A new anti-CD26 monoclonal antibody, YS110, may be a promising therapeutic approach for patients with malignant mesothelioma (MM), according to researchers at the Graduate School of Medicine, Juntendo University, in Japan.
The study, “Development of New Therapy for Malignant Mesothelioma Based on CD26 Molecule,” published in the Japanese Gan To Kagaku Ryoho journal of cancer and chemotherapy, described the beneficial results in a MM mouse model.
CD26 is a surface molecule appearing to be involved in mesothelioma tumor growth, migration, and survival. Approximately 80 percent of mesothelioma patients have tumors that express the molecule in epithelial mesothelioma cells. But researchers found that normal mesothelioma cells do not express CD26, which makes it a promising target for future therapeutic approaches.
In fact, researchers discovered that a biologically active CD26 monoclonal antibody had promising anti-tumor effects in mice bearing a human mesothelioma tumor. The agent, YS110, disrupted the normal cell cycle of the malignant mesothelioma cells, which caused them to enter into apoptosis (cell death). Surprisingly, YS110 was able to reduce mesothelioma tumor growth by 20 percent in 48 hours.
The researchers also reported that YS110 worked even better when administered in combination with the standard of care treatment for mesothelioma patients — Alimta (pemetrexed).
Recently, a Phase 1 study using YS110 in humans was performed by French researchers. The study, “First-in-human phase I administration of YS110, a monoclonal antibody directed against the CD26 immunostimulatory molecule in advanced cancer patients,” enrolled 34 patients with advanced/refractory CD26-expressing cancers, including 23 with mesothelioma and 10 with renal carcinoma who received escalating doses of YS110.

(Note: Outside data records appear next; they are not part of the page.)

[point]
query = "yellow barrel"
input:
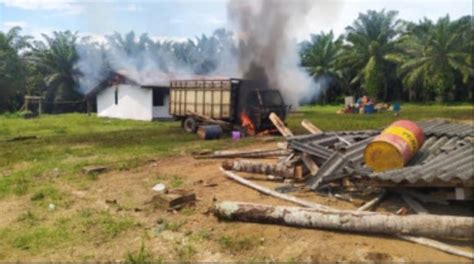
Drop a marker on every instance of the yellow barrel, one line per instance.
(394, 147)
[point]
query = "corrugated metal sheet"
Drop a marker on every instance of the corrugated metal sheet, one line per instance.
(439, 127)
(445, 165)
(351, 158)
(445, 156)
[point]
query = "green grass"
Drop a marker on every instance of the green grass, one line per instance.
(35, 234)
(68, 142)
(38, 169)
(326, 118)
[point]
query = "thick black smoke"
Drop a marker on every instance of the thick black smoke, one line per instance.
(268, 50)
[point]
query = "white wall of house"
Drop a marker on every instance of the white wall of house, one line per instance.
(134, 102)
(163, 112)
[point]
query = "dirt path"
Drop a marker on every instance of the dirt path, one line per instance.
(194, 234)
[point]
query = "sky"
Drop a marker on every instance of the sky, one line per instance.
(182, 19)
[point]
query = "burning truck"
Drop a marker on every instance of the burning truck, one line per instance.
(239, 103)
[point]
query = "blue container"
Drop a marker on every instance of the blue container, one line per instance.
(396, 107)
(209, 132)
(369, 108)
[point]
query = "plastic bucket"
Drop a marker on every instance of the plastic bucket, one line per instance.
(396, 107)
(236, 135)
(369, 108)
(394, 147)
(209, 132)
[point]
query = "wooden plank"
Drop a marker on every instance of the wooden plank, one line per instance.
(414, 205)
(370, 204)
(310, 127)
(310, 164)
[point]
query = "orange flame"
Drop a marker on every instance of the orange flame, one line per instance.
(247, 123)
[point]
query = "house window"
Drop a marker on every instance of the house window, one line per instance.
(158, 97)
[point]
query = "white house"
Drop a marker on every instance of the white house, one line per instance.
(123, 97)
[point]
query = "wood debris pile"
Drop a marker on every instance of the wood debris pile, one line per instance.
(331, 164)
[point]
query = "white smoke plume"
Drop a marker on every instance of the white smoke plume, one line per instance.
(268, 49)
(155, 62)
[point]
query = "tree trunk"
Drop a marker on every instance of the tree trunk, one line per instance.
(418, 225)
(255, 154)
(260, 168)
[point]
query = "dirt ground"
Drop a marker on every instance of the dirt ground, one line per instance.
(198, 236)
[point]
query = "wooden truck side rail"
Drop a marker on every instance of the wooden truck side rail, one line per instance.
(210, 98)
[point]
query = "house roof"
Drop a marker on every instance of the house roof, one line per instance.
(145, 79)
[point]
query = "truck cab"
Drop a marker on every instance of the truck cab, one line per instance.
(260, 103)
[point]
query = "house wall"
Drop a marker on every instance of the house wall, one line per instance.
(163, 112)
(133, 103)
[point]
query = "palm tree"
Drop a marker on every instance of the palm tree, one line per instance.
(12, 68)
(432, 55)
(319, 56)
(369, 39)
(57, 59)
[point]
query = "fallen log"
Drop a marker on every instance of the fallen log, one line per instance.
(310, 127)
(372, 202)
(310, 164)
(286, 132)
(260, 168)
(430, 242)
(273, 193)
(255, 154)
(414, 205)
(418, 225)
(438, 245)
(264, 178)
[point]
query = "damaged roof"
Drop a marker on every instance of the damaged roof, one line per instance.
(445, 159)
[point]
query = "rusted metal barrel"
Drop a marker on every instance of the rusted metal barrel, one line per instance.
(394, 147)
(209, 132)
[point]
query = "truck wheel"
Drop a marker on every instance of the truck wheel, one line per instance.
(190, 125)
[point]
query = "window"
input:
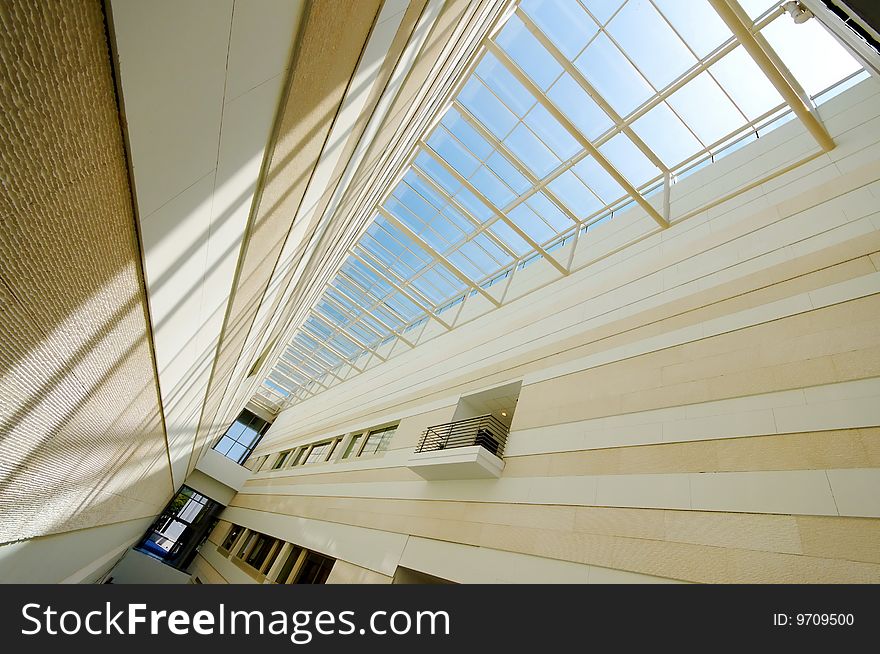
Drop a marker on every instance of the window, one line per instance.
(289, 565)
(242, 436)
(653, 87)
(182, 526)
(261, 553)
(315, 569)
(234, 532)
(321, 451)
(248, 543)
(378, 440)
(299, 457)
(282, 457)
(354, 446)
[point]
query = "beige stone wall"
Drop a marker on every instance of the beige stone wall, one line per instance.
(698, 405)
(81, 437)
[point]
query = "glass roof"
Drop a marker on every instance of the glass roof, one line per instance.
(564, 94)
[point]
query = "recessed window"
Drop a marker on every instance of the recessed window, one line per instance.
(242, 437)
(378, 440)
(354, 446)
(282, 458)
(320, 451)
(234, 533)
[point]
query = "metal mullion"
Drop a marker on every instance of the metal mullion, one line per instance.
(749, 127)
(396, 238)
(336, 331)
(422, 278)
(482, 161)
(272, 391)
(340, 331)
(590, 90)
(392, 278)
(319, 345)
(395, 258)
(299, 363)
(585, 142)
(354, 319)
(321, 365)
(497, 211)
(732, 14)
(288, 370)
(455, 271)
(708, 72)
(486, 255)
(664, 170)
(297, 384)
(381, 303)
(428, 224)
(428, 307)
(306, 375)
(479, 226)
(514, 160)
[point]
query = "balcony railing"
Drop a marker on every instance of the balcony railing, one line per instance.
(486, 431)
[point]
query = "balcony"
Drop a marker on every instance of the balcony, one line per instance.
(465, 449)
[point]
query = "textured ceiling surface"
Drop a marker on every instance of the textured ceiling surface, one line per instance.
(82, 441)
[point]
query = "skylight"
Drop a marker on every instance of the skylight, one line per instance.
(574, 108)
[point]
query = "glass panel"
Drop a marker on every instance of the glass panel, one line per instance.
(564, 21)
(703, 106)
(353, 446)
(697, 23)
(599, 181)
(613, 76)
(812, 55)
(568, 96)
(650, 43)
(528, 53)
(577, 197)
(749, 88)
(666, 135)
(602, 10)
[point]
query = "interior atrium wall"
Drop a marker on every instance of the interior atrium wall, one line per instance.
(699, 404)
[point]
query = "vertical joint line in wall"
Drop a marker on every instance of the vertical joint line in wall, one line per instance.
(831, 490)
(112, 57)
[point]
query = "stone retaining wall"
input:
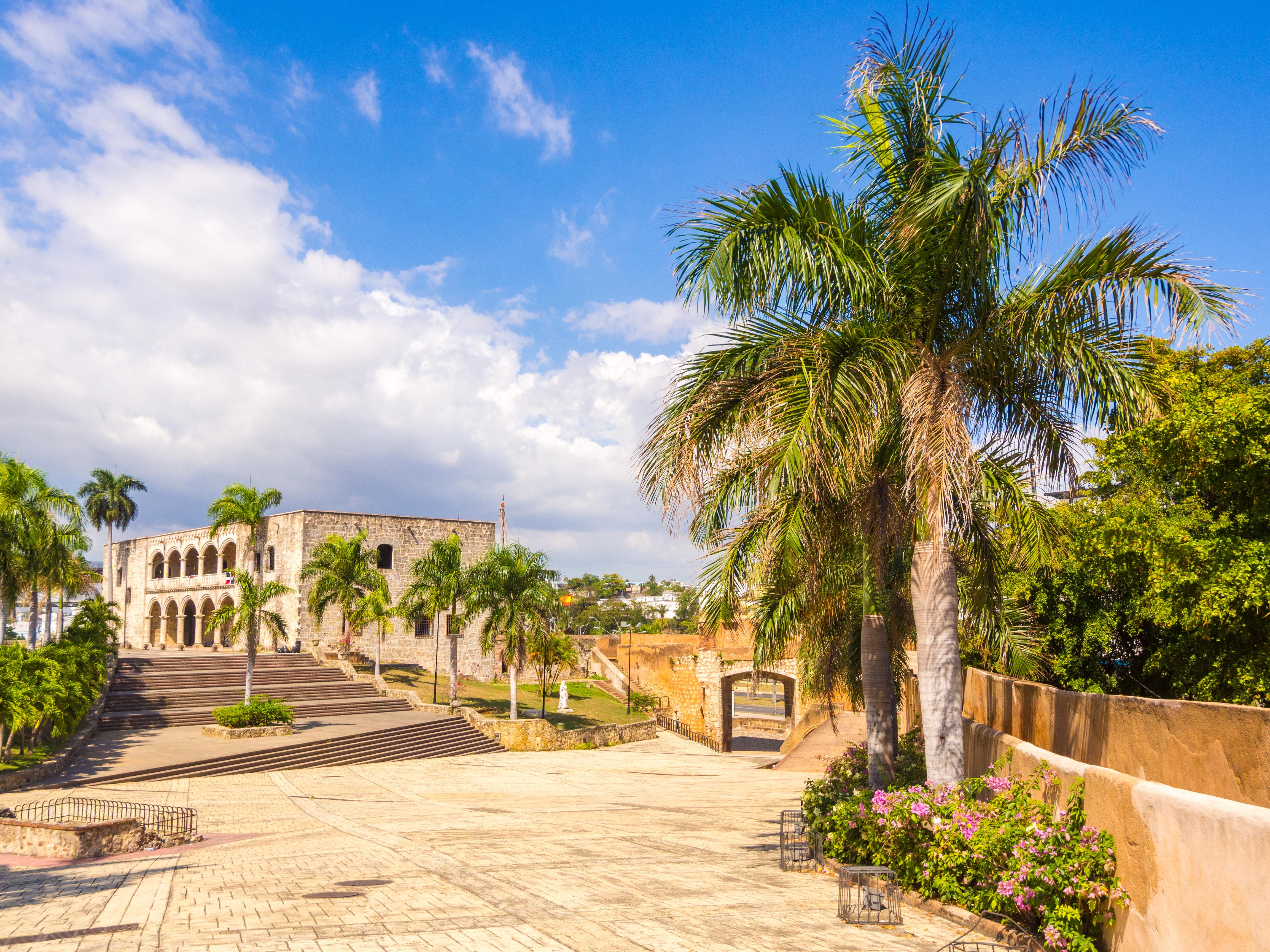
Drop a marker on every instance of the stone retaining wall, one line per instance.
(70, 841)
(58, 762)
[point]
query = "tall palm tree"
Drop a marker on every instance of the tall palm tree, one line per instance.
(342, 572)
(376, 608)
(515, 587)
(440, 583)
(107, 502)
(249, 613)
(1003, 336)
(246, 506)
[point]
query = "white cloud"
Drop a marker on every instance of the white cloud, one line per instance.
(435, 66)
(653, 322)
(572, 244)
(515, 106)
(366, 94)
(171, 312)
(300, 86)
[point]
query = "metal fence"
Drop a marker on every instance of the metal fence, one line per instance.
(672, 725)
(801, 846)
(164, 821)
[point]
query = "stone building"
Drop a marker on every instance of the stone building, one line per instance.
(168, 586)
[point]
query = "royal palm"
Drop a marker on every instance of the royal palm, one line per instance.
(981, 334)
(247, 506)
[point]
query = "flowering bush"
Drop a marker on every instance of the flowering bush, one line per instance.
(987, 845)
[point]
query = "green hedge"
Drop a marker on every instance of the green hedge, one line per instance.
(260, 711)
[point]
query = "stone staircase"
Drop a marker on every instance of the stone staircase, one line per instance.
(180, 690)
(441, 737)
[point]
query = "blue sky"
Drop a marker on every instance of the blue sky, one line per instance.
(412, 258)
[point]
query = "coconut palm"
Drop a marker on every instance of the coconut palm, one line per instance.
(440, 583)
(247, 616)
(107, 502)
(515, 587)
(375, 608)
(1003, 336)
(342, 572)
(246, 506)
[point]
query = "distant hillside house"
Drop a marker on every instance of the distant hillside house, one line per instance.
(168, 586)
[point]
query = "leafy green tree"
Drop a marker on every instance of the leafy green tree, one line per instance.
(246, 506)
(1166, 588)
(342, 572)
(938, 278)
(376, 608)
(247, 616)
(515, 587)
(108, 502)
(440, 583)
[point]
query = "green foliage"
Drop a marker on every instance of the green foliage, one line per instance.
(1166, 586)
(989, 845)
(260, 711)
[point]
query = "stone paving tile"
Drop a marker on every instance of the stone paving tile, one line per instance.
(653, 846)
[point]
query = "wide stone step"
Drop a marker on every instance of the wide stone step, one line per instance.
(445, 737)
(199, 697)
(187, 716)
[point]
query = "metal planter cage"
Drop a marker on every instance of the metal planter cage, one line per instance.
(801, 847)
(869, 895)
(163, 821)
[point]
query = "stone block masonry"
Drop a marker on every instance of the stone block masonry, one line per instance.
(169, 584)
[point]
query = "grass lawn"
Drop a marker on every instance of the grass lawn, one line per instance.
(592, 706)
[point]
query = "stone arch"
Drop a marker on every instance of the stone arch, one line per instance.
(225, 626)
(171, 631)
(728, 682)
(155, 620)
(189, 624)
(206, 636)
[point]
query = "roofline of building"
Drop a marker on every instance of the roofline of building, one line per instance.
(325, 512)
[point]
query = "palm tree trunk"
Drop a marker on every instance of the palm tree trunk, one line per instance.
(939, 662)
(454, 658)
(34, 617)
(879, 690)
(108, 589)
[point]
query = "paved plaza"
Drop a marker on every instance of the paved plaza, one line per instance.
(652, 846)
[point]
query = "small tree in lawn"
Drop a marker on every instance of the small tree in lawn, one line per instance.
(375, 608)
(515, 587)
(247, 506)
(246, 617)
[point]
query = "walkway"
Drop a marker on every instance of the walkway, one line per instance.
(652, 846)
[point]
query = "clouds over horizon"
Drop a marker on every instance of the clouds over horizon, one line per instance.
(176, 313)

The study, presented during the American Society of Clinical Oncology 2015 meeting, showed that the humanized anti-CD26 therapy was well tolerated by the patients and there was evidence of activity of YS110, as assessed by prolonged stabilization in more than half of patients.
Japanese researchers intend to start a Phase 1 clinical trial in Japan in the very near future. The team wants to assess how the drug performs in patients with advanced inoperable mesothelioma or in heavily treated mesothelioma patients.